Common distortions include:
- Providers listed at inactive locations
- Clinicians who have retired or relocated
- Specialists no longer accepting new patients
- Duplicate provider records
The result is an inflated perception of access. Regulators are increasingly scrutinizing this gap between listed providers and practicing providers.
Why Legacy Approaches Fall Short
Traditional provider directory management tools rely on processes that were never designed for today’s regulatory expectations.
These include:
- Manual call campaigns
- Provider attestations
- Periodic reconciliations across fragmented systems
- Static vendor databases
These methods introduce latency, inconsistency, and unverifiable assumptions. Under the REAL Health Providers Act, those weaknesses translate directly into compliance risk.
From Reactive Fixes to Continuous Accuracy
Meeting the requirements of the REAL Health Providers Act demands a different operating model—one grounded in continuous validation, not episodic cleanup. This is where AI-driven provider data management solutions such as HiLabs MCheck® Provider Data Accuracy (PDA) become foundational to a payer’s ability to stay compliant.
MCheck® PDA replaces manual review and reconciliation workflows with purpose-built AI—designed to replicate healthcare subject matter expertise at scale.
How MCheck® Provider Data Accuracy Works
MCheck® Provider Data Accuracy validates and enriches provider data across a recurring operational cadence aligned with payer requirements.
- Regularly scans thousands of public and proprietary sources
- Validates and enriches 60+ provider attributes
- Scores data for reliability, relevance, and recency
- Flags inaccuracies before they trigger member impact or audit findings
- Integrates directly with payer systems for operational execution
HiLabs has corrected more than 100 million directory errors across national and regional health plans, helping maintain 95%+ directory accuracy.
The outcome is not just cleaner data, but defensible directory accuracy.

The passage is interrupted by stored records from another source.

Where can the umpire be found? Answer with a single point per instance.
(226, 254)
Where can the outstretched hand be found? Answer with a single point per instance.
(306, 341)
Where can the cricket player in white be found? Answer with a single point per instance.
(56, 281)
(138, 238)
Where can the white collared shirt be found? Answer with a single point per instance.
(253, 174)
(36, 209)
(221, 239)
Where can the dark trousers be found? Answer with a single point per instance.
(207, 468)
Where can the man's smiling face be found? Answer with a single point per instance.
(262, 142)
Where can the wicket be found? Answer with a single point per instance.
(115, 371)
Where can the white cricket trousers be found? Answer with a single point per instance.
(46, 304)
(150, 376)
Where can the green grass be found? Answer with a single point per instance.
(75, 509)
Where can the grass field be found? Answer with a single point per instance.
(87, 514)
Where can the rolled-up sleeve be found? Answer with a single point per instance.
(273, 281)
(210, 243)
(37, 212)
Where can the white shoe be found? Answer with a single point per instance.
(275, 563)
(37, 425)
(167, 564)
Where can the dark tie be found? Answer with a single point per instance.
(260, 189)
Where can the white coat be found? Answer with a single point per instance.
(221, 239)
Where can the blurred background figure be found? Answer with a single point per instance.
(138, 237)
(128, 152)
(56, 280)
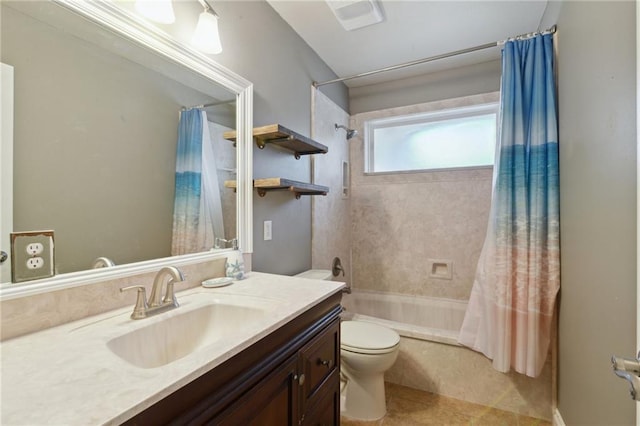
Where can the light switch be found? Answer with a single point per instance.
(267, 230)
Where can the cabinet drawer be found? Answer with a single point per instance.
(319, 358)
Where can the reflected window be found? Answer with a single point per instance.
(446, 139)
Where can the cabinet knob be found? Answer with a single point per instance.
(327, 362)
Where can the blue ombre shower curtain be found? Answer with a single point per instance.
(511, 306)
(186, 209)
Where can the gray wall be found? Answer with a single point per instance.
(94, 148)
(454, 83)
(261, 47)
(597, 87)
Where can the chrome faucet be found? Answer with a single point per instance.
(219, 242)
(156, 304)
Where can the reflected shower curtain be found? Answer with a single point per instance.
(197, 212)
(518, 276)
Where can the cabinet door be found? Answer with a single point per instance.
(273, 402)
(326, 408)
(319, 358)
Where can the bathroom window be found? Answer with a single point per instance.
(446, 139)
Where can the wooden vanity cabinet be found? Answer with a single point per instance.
(289, 377)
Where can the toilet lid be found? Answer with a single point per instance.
(366, 336)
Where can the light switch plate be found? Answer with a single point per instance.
(32, 255)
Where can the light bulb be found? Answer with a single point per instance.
(206, 37)
(157, 10)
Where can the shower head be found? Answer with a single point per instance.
(350, 132)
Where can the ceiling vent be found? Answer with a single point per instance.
(354, 14)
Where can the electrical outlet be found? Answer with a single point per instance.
(35, 262)
(32, 255)
(35, 248)
(268, 230)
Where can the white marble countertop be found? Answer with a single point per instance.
(66, 375)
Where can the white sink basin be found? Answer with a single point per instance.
(180, 333)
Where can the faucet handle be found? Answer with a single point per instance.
(140, 309)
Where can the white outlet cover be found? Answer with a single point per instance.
(35, 248)
(32, 255)
(35, 262)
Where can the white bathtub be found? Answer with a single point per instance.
(425, 318)
(431, 359)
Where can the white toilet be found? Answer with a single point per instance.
(367, 350)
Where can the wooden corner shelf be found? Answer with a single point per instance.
(281, 136)
(280, 184)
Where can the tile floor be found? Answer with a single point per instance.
(411, 407)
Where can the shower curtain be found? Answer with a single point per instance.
(518, 275)
(197, 212)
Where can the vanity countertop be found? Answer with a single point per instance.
(67, 375)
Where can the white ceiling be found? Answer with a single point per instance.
(412, 30)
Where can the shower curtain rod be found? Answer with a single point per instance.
(207, 105)
(551, 30)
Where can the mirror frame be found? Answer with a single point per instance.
(137, 30)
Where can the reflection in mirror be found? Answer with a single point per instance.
(95, 134)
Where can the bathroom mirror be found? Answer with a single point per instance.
(97, 96)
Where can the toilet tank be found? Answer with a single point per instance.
(316, 274)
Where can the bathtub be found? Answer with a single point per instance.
(425, 318)
(431, 359)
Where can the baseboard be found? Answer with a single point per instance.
(557, 419)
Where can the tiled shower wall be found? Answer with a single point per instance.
(399, 221)
(330, 214)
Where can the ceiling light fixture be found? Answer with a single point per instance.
(156, 10)
(206, 37)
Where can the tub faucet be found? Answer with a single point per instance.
(156, 303)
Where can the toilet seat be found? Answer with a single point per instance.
(367, 338)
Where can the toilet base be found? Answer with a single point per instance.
(364, 399)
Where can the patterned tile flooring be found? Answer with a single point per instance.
(411, 407)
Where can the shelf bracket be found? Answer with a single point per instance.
(261, 142)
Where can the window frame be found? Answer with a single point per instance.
(426, 117)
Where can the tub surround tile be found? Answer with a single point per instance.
(401, 220)
(61, 375)
(331, 213)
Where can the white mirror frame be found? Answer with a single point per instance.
(140, 31)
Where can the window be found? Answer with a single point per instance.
(445, 139)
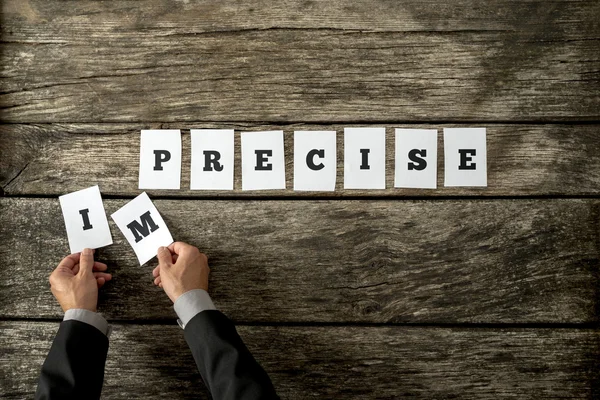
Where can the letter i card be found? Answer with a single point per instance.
(85, 219)
(143, 227)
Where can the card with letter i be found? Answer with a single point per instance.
(85, 219)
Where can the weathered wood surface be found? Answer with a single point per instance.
(153, 361)
(364, 61)
(336, 261)
(54, 159)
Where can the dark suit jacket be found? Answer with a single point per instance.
(74, 368)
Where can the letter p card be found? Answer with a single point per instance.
(85, 219)
(143, 227)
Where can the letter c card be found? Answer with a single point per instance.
(85, 219)
(160, 159)
(143, 227)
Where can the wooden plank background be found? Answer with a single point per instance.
(455, 292)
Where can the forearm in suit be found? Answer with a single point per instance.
(226, 365)
(74, 368)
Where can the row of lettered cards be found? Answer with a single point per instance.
(315, 159)
(139, 221)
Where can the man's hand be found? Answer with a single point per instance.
(181, 268)
(76, 280)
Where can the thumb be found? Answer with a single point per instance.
(164, 257)
(86, 261)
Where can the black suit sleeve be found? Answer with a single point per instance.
(226, 365)
(74, 368)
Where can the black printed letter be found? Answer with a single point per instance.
(465, 158)
(261, 159)
(86, 219)
(310, 159)
(160, 156)
(365, 159)
(136, 228)
(212, 157)
(418, 163)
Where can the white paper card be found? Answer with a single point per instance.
(465, 156)
(416, 158)
(143, 227)
(160, 159)
(263, 165)
(315, 160)
(212, 159)
(364, 158)
(85, 219)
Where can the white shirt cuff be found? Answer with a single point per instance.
(88, 317)
(189, 304)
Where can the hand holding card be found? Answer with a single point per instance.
(143, 227)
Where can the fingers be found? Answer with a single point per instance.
(100, 282)
(98, 266)
(69, 261)
(178, 247)
(103, 275)
(86, 261)
(164, 257)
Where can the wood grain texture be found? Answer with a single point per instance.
(156, 60)
(54, 159)
(336, 261)
(154, 362)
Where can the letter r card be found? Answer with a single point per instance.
(85, 219)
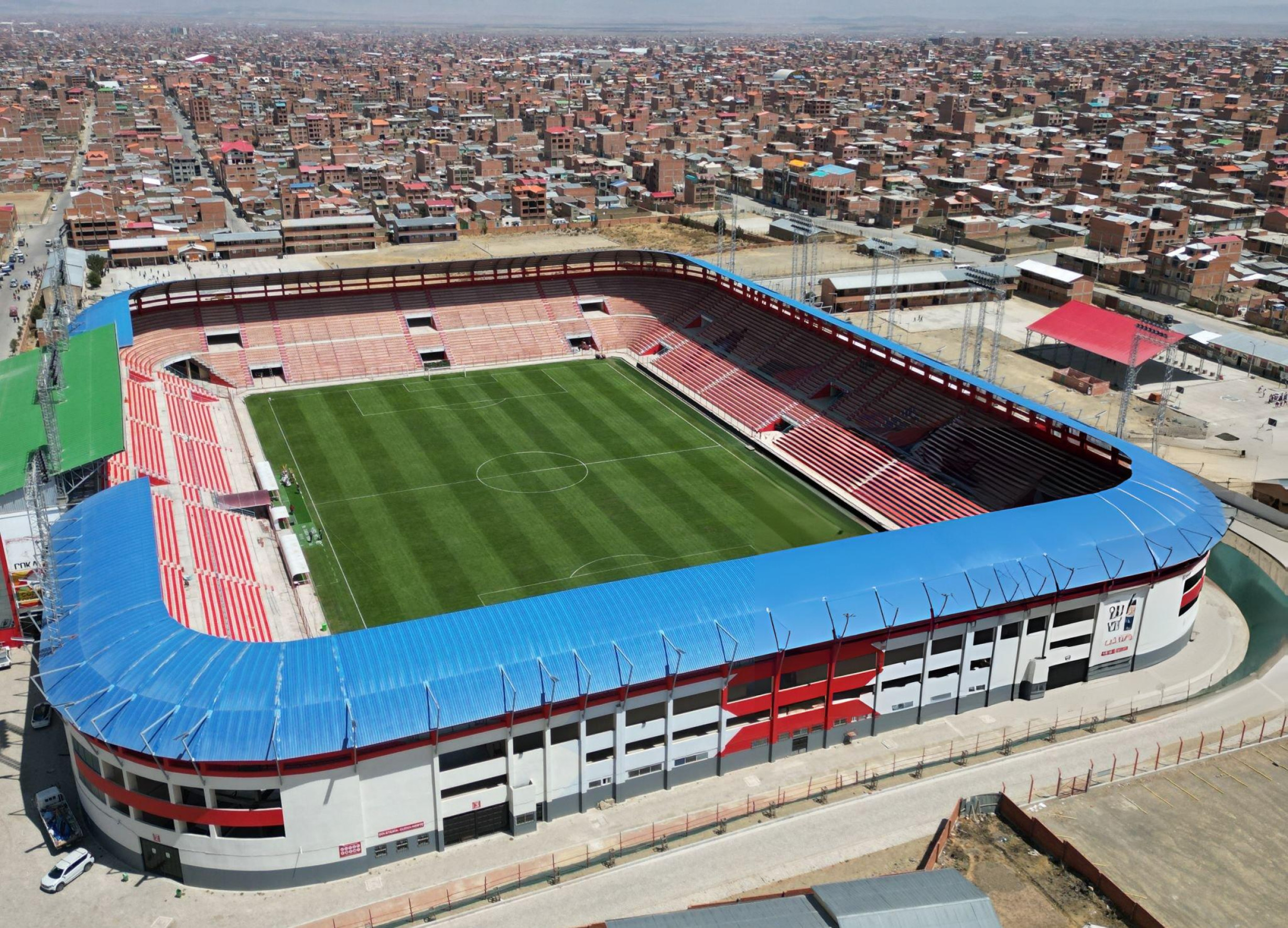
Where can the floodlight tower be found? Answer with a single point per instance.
(987, 290)
(1157, 337)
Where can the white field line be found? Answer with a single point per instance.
(317, 512)
(607, 571)
(536, 470)
(705, 434)
(482, 403)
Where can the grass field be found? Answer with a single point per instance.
(442, 493)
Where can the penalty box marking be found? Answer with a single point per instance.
(481, 403)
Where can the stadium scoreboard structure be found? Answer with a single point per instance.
(252, 765)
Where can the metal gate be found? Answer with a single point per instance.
(161, 860)
(475, 824)
(1067, 672)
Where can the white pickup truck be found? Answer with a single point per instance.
(57, 816)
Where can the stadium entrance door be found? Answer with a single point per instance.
(161, 860)
(1066, 673)
(475, 824)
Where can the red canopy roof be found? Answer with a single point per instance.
(1103, 332)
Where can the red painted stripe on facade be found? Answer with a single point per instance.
(199, 815)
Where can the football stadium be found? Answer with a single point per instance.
(360, 564)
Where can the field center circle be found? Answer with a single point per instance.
(532, 472)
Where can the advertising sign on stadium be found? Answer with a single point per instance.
(1117, 626)
(352, 848)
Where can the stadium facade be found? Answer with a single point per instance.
(257, 765)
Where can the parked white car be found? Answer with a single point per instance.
(66, 870)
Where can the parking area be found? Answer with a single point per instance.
(1202, 845)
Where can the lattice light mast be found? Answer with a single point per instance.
(987, 289)
(1159, 339)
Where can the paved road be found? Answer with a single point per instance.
(190, 140)
(924, 245)
(51, 227)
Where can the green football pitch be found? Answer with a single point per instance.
(423, 496)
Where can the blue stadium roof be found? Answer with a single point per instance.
(120, 669)
(111, 311)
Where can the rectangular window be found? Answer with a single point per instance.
(473, 787)
(901, 681)
(563, 733)
(646, 743)
(946, 645)
(803, 678)
(247, 799)
(860, 693)
(1070, 616)
(696, 732)
(1072, 642)
(698, 701)
(804, 706)
(860, 664)
(531, 742)
(903, 654)
(646, 714)
(753, 687)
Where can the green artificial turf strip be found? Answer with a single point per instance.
(461, 489)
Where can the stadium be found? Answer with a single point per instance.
(546, 532)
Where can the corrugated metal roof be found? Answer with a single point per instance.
(117, 666)
(924, 899)
(111, 311)
(794, 912)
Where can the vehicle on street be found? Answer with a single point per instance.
(41, 716)
(66, 870)
(56, 815)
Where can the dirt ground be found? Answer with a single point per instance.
(670, 237)
(1219, 825)
(29, 205)
(898, 859)
(1027, 889)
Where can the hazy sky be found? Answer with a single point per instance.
(928, 17)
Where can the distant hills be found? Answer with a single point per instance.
(715, 17)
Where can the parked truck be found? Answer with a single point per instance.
(57, 816)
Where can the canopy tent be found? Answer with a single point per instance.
(1103, 332)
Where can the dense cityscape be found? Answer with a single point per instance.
(438, 467)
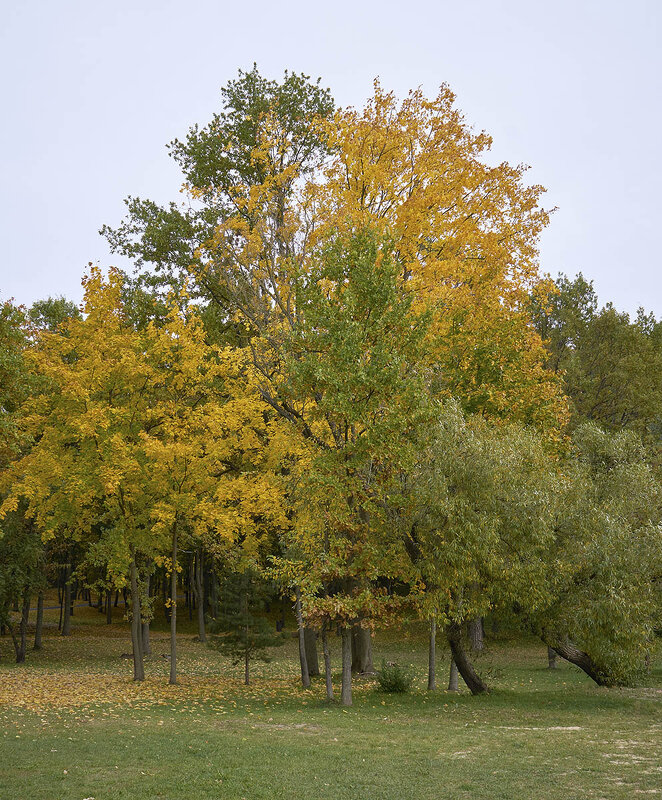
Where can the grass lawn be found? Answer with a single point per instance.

What PDA Enables for Health Payers
Accurate provider directories are no longer a compliance checkbox. They now influence regulatory standing, financial exposure, and member experience. Intelligent directory validation enables:
Regulatory Readiness
- Faster remediation within mandated timelines
- Audit-ready reporting with traceable evidence
- Reduced exposure under the No Surprises Act
Network Integrity
- Clear visibility into true in-network capacity
- Identification of ghost locations and inactive providers
- Data-driven network adequacy assessments
Member Experience
- Fewer failed provider searches
- Reduced call center volume
- Higher trust in digital front doors
AI-powered directory accuracy is more than a compliance safeguard; it has become an operational advantage.
The Broader Regulatory Shift Underway
The REAL Health Providers Act reflects a broader shift toward continuous, enforceable accountability in healthcare data governance.
Provider data accuracy now sits at the intersection of:
- Regulatory compliance
- Financial risk management
- Member trust
- Network performance
Health payers that modernize provider data management can meet evolving enforcement standards while operating with greater precision across the enterprise.